Determining Big O Notation

来源:互联网 发布:社交网络 传播效应 编辑:程序博客网 时间:2024/05/20 13:19

TheCodeCube - IT Community

Tutorials => Programming => Deployment Tutorials => Topic started by: KYA on September 12, 2009, 04:31:40 PM



Title: Featured: Determining Big O Notation
Post by: KYA on September 12, 2009, 04:31:40 PM
This is a subject many people are afraid of, or simply don't get. At first, it seems to be mystical hocus-pocus, but today I'll show you a simple way to quickly get an estimate of the Big O of an algorithm/function. This is  not the only way to determine Big O, nor do I make any claims of it being 100 percent accurate or effective. The idea here is to be able to look at loops, functions, and code in general, in a different light.

First, a definition:

Quote
    In mathematics, computer science, and related fields, big O notation describes the limiting behavior of a function when the argument tends towards a particular value or infinity, usually in terms of simpler functions.

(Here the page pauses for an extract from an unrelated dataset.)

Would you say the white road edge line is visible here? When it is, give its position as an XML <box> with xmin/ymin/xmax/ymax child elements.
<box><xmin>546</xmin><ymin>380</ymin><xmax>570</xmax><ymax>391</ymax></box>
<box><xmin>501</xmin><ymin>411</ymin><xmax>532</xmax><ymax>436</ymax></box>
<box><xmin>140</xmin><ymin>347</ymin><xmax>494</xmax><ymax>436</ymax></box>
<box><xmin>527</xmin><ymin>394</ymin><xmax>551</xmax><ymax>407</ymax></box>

Big O notation allows its users to simplify functions in order to concentrate on their growth rates: different functions with the same growth rate may be represented using the same O notation.


The wiki article (http://en.wikipedia.org/wiki/Big_O_notation) from which this is taken is an excellent reference if you need to quickly know the Big O of common/popular algorithms. What it absolutely fails to do is explain how one determines the actual Big O [I will use this term interchangeably with upper bound or limit]. For those not mathematically inclined, their eyes probably glaze over when reading the symbol infested portions. At running the risk of repeating myself, this article is simply here to show another way, one I think is easier (i.e. you could have a solid grasp on the concept without ever taking Calculus).

Some Basic Rules:


   1. Nested loops are multiplied together.
   2. Sequential loops are added.
   3. Only the largest term is kept, all others are dropped.
   4. Constants are dropped.
   5. Conditional checks are constant (i.e. 1).

That's it really. I used the word loop, but the concept applies to conditional checks, full algorithms, etc.. since a whole is the sum of its parts. I can see the worried look on your face, this would all be frivolous without some examples[see code comments]:

Code: (cpp) [Select]
//linear
for(int i = 0; i < n; i++) {
        cout << i << endl;
}
 

Here we iterate 'n' times. Since nothing else is going on inside the loop (other then constant time printing), this algorithm is said to be O(n). The common bubble-sort:

Code: (cpp) [Select]
//quadratic
for(int i = 0; i < n; i++) {
        for(int j = 0; j < n; j++){
                //do swap stuff, constant time
        }
}
 

Each loop is 'n'. Since the inner loop is nested, it is n*n, thus it is O(n^2). Hardly efficient. We can make it a bit better by doing the following:

Code: (cpp) [Select]
//quadratic
for(int i = 0; i < n; i++) {
        for(int j = 0; j < i; j++){
                //do swap stuff, constant time
        }
}

Outer loop is still 'n'. The inner loop now executes 'i' times, the end being (n-1). We now have (n(n-1)/2). This is still in the bound of O(n^2), but only in the worst case.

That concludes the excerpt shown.